Although Bush told Kay to take his time, the president (and Karl Rove) may grow impatient if they glance at recent poll numbers. In a Democracy Corps poll conducted by Greenberg Quinlan Rosner last week, his ratings are still going down -- and that appears to be directly related to increasing public doubts about his Iraq policy. According to Ruy Teixeira's summary:

"Right now, 47 percent say they cannot trust what Bush is saying about weapons of mass destruction (WMDs) in Iraq, up 7 points in one month. And 52 percent agree Bush did not adequately plan for the postwar Iraq situation and doesn't have a plan to win the peace and bring the troops home."

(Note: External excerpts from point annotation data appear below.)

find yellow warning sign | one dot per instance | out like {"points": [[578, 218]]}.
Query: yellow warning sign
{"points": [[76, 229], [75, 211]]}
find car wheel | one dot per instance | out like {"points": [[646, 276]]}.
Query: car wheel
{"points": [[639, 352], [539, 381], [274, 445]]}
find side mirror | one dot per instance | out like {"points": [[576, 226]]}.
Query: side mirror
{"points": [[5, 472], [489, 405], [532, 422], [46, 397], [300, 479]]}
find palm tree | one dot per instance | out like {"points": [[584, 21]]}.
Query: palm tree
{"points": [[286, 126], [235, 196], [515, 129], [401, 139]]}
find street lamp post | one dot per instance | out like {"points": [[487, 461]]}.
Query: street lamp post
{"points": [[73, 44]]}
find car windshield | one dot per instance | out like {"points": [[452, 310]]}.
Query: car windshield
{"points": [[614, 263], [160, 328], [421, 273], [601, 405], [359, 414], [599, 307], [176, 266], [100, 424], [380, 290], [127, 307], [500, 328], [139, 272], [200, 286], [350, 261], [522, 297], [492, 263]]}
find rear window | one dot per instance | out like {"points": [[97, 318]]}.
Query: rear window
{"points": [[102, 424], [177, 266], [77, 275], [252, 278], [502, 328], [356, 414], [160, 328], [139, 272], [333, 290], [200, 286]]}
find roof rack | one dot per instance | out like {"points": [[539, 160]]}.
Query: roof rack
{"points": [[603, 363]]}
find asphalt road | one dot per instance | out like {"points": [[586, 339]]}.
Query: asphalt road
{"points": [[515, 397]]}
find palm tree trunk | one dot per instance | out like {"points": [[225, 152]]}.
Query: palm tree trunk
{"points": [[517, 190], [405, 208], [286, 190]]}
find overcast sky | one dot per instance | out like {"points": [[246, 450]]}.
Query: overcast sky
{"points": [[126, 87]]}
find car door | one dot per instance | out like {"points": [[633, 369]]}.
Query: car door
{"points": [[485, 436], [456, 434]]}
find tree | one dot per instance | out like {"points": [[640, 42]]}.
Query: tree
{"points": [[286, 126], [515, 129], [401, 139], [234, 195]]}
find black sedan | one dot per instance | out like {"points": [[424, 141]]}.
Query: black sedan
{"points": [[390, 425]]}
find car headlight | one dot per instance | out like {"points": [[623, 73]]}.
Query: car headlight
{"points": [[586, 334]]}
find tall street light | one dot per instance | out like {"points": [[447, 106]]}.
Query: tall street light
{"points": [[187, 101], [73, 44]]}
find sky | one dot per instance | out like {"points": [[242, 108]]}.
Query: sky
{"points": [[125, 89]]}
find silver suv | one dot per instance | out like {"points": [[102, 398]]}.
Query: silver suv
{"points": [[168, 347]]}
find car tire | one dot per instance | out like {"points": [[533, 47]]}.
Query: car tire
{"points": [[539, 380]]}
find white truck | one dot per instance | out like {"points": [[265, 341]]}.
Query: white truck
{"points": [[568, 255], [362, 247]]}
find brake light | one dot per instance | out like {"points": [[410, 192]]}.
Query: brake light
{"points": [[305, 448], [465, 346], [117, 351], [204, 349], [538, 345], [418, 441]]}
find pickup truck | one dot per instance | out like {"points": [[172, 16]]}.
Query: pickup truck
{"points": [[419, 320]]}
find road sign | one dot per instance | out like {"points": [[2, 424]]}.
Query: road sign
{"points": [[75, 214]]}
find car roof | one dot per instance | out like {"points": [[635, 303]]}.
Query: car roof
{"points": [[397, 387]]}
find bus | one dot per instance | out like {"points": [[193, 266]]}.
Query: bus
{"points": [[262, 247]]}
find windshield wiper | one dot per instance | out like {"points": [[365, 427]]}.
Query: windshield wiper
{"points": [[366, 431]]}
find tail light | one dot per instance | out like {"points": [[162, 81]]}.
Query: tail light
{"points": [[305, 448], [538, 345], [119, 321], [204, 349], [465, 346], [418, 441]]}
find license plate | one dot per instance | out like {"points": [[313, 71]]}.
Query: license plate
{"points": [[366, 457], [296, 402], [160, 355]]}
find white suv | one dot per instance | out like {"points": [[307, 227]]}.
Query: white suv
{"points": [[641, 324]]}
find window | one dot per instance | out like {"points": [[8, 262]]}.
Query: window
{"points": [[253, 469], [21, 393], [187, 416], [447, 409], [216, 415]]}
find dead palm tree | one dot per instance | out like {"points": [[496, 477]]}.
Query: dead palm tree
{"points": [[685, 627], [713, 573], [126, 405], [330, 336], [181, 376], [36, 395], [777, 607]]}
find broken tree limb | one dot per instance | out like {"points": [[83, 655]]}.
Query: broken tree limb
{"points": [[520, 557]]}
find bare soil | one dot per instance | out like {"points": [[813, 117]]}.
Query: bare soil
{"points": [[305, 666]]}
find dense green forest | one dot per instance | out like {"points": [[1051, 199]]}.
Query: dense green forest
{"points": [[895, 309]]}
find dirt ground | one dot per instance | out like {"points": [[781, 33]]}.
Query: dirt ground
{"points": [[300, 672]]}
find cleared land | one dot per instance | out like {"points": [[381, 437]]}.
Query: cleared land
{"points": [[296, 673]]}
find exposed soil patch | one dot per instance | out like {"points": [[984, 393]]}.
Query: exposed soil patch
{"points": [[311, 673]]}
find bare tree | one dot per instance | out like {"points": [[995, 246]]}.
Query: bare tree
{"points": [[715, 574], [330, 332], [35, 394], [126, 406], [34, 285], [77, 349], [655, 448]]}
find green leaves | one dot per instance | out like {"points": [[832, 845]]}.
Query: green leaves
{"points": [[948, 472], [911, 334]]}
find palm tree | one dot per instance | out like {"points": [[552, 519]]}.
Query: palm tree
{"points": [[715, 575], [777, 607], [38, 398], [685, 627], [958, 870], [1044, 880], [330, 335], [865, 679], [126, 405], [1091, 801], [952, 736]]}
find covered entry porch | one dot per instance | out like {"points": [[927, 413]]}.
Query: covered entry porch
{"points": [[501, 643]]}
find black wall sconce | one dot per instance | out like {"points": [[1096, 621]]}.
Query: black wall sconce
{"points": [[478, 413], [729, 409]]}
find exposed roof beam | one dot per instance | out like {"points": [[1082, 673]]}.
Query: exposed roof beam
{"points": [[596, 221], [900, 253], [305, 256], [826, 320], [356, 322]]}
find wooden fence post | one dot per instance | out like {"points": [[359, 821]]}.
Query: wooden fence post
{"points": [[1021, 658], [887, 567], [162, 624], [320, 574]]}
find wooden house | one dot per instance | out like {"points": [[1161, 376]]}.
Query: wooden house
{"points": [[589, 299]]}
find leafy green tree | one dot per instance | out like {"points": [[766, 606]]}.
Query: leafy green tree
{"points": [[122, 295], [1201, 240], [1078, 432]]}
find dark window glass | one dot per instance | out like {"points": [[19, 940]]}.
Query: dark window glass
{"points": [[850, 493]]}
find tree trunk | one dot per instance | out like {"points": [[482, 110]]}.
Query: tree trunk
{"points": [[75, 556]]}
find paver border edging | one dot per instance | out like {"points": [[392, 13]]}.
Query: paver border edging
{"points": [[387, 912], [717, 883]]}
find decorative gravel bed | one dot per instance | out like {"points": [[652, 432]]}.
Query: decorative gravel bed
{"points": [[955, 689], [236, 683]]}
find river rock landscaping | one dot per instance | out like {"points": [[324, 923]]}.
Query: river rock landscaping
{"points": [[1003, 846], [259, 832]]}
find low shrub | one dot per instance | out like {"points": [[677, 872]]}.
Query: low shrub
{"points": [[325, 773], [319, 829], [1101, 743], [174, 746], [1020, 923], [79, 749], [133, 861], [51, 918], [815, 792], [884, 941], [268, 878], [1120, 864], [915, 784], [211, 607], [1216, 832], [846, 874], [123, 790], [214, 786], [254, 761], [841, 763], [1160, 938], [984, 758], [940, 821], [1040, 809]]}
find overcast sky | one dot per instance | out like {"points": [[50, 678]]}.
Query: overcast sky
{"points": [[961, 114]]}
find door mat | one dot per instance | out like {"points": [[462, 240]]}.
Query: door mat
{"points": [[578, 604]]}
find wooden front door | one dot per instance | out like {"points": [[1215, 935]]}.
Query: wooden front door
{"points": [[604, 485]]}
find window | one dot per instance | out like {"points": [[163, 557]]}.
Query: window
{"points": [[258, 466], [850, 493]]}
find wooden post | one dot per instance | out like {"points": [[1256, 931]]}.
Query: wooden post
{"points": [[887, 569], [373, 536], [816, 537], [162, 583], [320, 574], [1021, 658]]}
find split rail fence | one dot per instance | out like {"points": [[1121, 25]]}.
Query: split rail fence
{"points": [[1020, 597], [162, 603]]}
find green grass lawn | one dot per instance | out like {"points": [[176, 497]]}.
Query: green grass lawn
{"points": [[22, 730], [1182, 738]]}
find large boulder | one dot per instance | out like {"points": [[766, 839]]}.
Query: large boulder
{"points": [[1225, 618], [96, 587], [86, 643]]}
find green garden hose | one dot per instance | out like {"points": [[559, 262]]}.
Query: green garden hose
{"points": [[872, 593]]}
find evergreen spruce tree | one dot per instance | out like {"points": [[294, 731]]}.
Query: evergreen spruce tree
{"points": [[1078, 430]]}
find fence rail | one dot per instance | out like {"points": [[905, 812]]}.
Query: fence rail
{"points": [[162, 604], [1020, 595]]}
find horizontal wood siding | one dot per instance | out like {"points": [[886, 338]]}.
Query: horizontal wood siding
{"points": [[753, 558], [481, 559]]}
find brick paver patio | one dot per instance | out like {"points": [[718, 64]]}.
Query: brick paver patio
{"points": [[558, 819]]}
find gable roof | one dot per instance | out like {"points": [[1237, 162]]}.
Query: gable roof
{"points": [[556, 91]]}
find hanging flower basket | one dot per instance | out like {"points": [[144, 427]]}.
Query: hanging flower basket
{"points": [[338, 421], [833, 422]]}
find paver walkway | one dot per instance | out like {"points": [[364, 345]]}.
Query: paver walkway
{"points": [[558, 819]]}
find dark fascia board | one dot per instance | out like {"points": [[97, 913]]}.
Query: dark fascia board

A strong editorial in the Minneapolis Star-Tribune warns that those doubts may carry a political price for those who used frightening pretexts to advance their policy ambitions:

"The neocon foreign policy agenda got neither a thorough vetting nor public explication -- because its authors apparently thought the American people wouldn't understand it or wouldn't buy it. Instead, the neocons pulled a classic, and very arrogant, bait and switch. Sooner or later, they're going to pay for it."

"Exaggerate-gate?"
"Exaggergate" is much the better name for the scandalously misleading run-up to the war, as many readers instantly wrote to point out. I regret that my hasty typing did literary violence to the moniker (which came from an Oklahoma City reader). Somebody else sent in another suggestion that may turn out to be even more apt: "Prevarigate."